World needs a full-blown rich client platform for the browsers and so far Adobe has been the only one who were able to provide a cross-platform, browser-independent solution.

Sorry what do you mean by "Cross-Platform and Browser-Independent" solution ?
The damn thing only runs mostly correctly on Windows and Mac OS X, and is half broken on Linux. And that's only 32bits support - the 64bits support is currently catastrophic.
In the 90s, when Windows and Mac OS were the only platforms, your sentence would have had made sense.
In 2010, where smartphones are pervasive, when every single gadget seems to be internet-enabled, Flash is a big problem because it only runs on a fraction of what a modern user may find.
The iPhone has no official Adobe Flash support, for exemple.
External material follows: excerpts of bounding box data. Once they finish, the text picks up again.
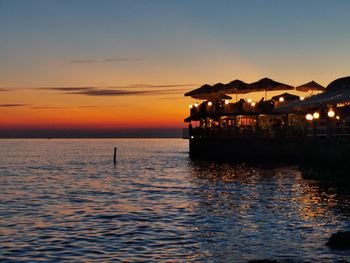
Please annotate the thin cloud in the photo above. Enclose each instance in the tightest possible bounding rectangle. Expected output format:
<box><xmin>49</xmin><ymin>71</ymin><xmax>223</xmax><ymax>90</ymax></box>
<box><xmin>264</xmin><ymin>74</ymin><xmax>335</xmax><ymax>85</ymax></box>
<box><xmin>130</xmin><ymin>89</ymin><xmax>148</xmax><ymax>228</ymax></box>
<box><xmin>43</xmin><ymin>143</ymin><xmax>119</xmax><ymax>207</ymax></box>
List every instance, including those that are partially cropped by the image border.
<box><xmin>159</xmin><ymin>97</ymin><xmax>183</xmax><ymax>100</ymax></box>
<box><xmin>64</xmin><ymin>89</ymin><xmax>186</xmax><ymax>96</ymax></box>
<box><xmin>103</xmin><ymin>57</ymin><xmax>142</xmax><ymax>62</ymax></box>
<box><xmin>67</xmin><ymin>58</ymin><xmax>97</xmax><ymax>64</ymax></box>
<box><xmin>66</xmin><ymin>57</ymin><xmax>143</xmax><ymax>64</ymax></box>
<box><xmin>0</xmin><ymin>104</ymin><xmax>30</xmax><ymax>108</ymax></box>
<box><xmin>30</xmin><ymin>105</ymin><xmax>114</xmax><ymax>110</ymax></box>
<box><xmin>39</xmin><ymin>87</ymin><xmax>95</xmax><ymax>91</ymax></box>
<box><xmin>69</xmin><ymin>89</ymin><xmax>150</xmax><ymax>96</ymax></box>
Either Flash should die and get replaced by modern standards such as HTML5/CSS/Javascript/etc. (that's my preferred solution)
Or, Adobe should open their Flash and release some freely accessible specifications (and grant free use for any submarine patents) so people like the Gnash dev team could provide 100% compatible support for any platform under the sun.
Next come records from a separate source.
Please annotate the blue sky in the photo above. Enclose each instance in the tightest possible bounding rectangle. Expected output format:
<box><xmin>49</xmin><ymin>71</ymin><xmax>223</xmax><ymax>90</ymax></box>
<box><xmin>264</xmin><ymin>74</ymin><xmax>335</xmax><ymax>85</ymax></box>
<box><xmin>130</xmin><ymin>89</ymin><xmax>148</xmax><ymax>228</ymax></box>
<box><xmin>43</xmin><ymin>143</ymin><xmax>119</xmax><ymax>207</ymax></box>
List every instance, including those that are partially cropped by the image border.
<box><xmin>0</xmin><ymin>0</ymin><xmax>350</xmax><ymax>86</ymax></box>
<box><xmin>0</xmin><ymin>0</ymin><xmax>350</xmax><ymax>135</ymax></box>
But the current situation is far from the cross-platform heaven we need.

Re:Cross Platform ?!?

[Dr.Syshalt]

I've developed my recent client-server Flex commercial application on Linux only, using Intellij IDEA + Flex SDK. It looks consistent across all tested platforms, including MacOS and Windows, all fonts, controls etc have exactly the same L&F, everything works on all platforms exactly as it meant to work. So yes, it's cross-platform. Finished it in less then a month - I hate to think about the development time it would take to repeat it in DHTML, with all those browser-dependent JS issues, different font rendering and so on. And I don't give a f*ck about iPhone, actually. If Apple tries to force a developer into using their SDK, it's not my problem.

Misdirected Adobe

[wadeal]

How about instead of developing shit like this they FINALLY release 64 bit Flash for Windows.. Only taken 5+ years so far. If they can't now they should open source flash.

Simple solution

rm -r ~.macromedia/* ; chmod -w ~/.macromedia
problem gone

Why Flash?

[MathiasRav]

Who watches porn in Flash? I thought it was all QuickTime and JPEGs. No need for porn mode in Flash, is there?

Re:Why Flash?

If we tell you, you'll never leave the basement again...

Just delete?

[linuxcoder]

For security, it would have to overwrite the cache, not just delete it.